Il sangue acceso dalla ira, e il moto violento avevano gonfiato al Conte Cènci la gamba offesa per modo, che non poteva muoversi da giacere. Aveva chiuso gli occhi a torbido sonno; quando si svegliò si provava ad alzarsi, ma la doglia acerbissima non glielo concesse. Digrignava i denti per rabbia, e fra le bestemmie esclamava: e' mi bisognerà fidarmi di cotesto traditore! Allora chiamò Marzio, e questi accorse pronto e taciturno.
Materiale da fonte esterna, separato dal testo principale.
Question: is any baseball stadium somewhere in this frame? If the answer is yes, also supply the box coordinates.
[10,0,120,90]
—Marzio, vedi se di te mi fido; prendi la chiave del carcere di
Beatrice, e portale pane e acqua….
—Altro?
—No… Marzio; mettiti addosso qualche santa medaglia per cacciare via gli spiriti, se mai ti apparissero. Dove qualche voce ti giungesse all'orecchio, non la badare; coteste sono illusioni del demonio: soprattutto scansa i sotterranei a mano manca … lì moriva di fame il nemico di mio nonno….
—Eccellenza, perchè non andiamo insieme?
—Non vedi, morte di Dio! che non posso muovermi?